Field maps are typically used as three dimensional look up tables with some interpolation algorithm to give the field value between the points. The distance between the points is usually so chosen that a linear interpolation is accurate enough to give reasonable values for the field. In this work the dipole field in the PANDA [11] experiment was used. The field map (three dimensional

array) is bind to the texture memory of the device, in this memory the field is accessible from all threads in the grid. Moreover, the linear interpolation of the field is done by a dedicated hardware [9]. The out of range texture coordinates is set to CLAMP mode [9], i.e. out-of-range texture coordinates are clamped to the valid range. (Values below 0 are set to 0 and values greater or equal to N are set to N-1).

# 5. Hardware

Cards with different number of cores (from 16 up to 240 cores) were used to investigate the scalability of the code. The specification of the hardware (GPU devices ) used in this work are summarized in table 1.

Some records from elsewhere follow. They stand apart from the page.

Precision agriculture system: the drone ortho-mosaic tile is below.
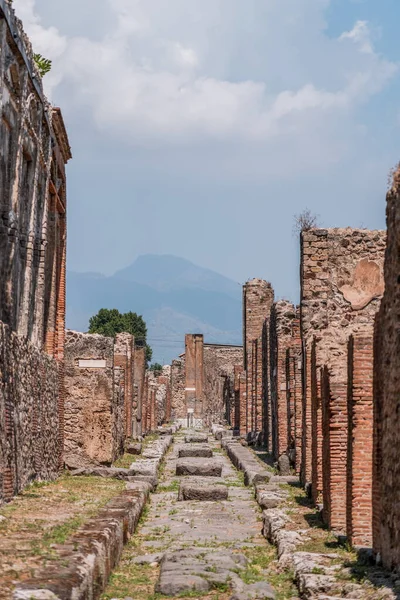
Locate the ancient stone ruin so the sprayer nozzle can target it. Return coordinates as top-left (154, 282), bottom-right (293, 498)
top-left (0, 3), bottom-right (71, 501)
top-left (0, 0), bottom-right (400, 600)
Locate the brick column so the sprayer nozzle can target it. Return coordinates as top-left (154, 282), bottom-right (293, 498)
top-left (243, 279), bottom-right (274, 433)
top-left (347, 335), bottom-right (373, 547)
top-left (185, 334), bottom-right (204, 418)
top-left (239, 371), bottom-right (247, 436)
top-left (300, 347), bottom-right (312, 486)
top-left (311, 339), bottom-right (323, 504)
top-left (322, 369), bottom-right (348, 533)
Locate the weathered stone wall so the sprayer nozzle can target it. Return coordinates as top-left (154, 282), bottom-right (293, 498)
top-left (171, 356), bottom-right (187, 421)
top-left (0, 323), bottom-right (62, 503)
top-left (243, 279), bottom-right (274, 433)
top-left (0, 2), bottom-right (71, 500)
top-left (373, 177), bottom-right (400, 569)
top-left (114, 333), bottom-right (135, 438)
top-left (65, 331), bottom-right (125, 467)
top-left (132, 342), bottom-right (147, 439)
top-left (0, 4), bottom-right (71, 358)
top-left (203, 344), bottom-right (243, 426)
top-left (301, 229), bottom-right (386, 531)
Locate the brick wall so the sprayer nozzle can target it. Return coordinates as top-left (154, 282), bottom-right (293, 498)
top-left (243, 279), bottom-right (274, 433)
top-left (346, 335), bottom-right (373, 548)
top-left (0, 3), bottom-right (71, 496)
top-left (373, 176), bottom-right (400, 569)
top-left (203, 344), bottom-right (243, 427)
top-left (301, 229), bottom-right (386, 531)
top-left (65, 331), bottom-right (125, 467)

| Card                      | Qaudro  | GeForce | GeForce  | Tesla    |
|---------------------------|---------|---------|----------|----------|
|                           | NVS 290 | 8400 GT | 8800 GT  | C1060    |
| CUDA Cores                | 16      | 32      | 112      | 240      |
|                           | (2 x 8) | (4 x 8) | (14 x 8) | (30 x 8) |
| Memory (MB)               | 256     | 128     | 512      | 4096     |
| Frequency (GHz)           | 0.92    | 0.94    | 1.5      | 1.3      |
| Compute capability        | 1.1     | 1.1     | 1.1      | 1.3      |
| Warps/Multiprocessor      | 24      | 24      | 24       | 32       |
| Max. No. of threads       | 1536    | 3072    | 10752    | 30720    |
| Max Power Consumption (W) | 21      | 71      | 105      | 200      |

#### Table 1: Hardware used

# 6. Results

To make the test, protons with 1 GeV where generated and send with different starting angles through the field. Different events where generated by changing the number of protons per event. The tracks (protons) in each event where propagated at once through the dipole field (1.5 meter distance between starting and final plane). The results obtained for different cards and events are summarized in table 2.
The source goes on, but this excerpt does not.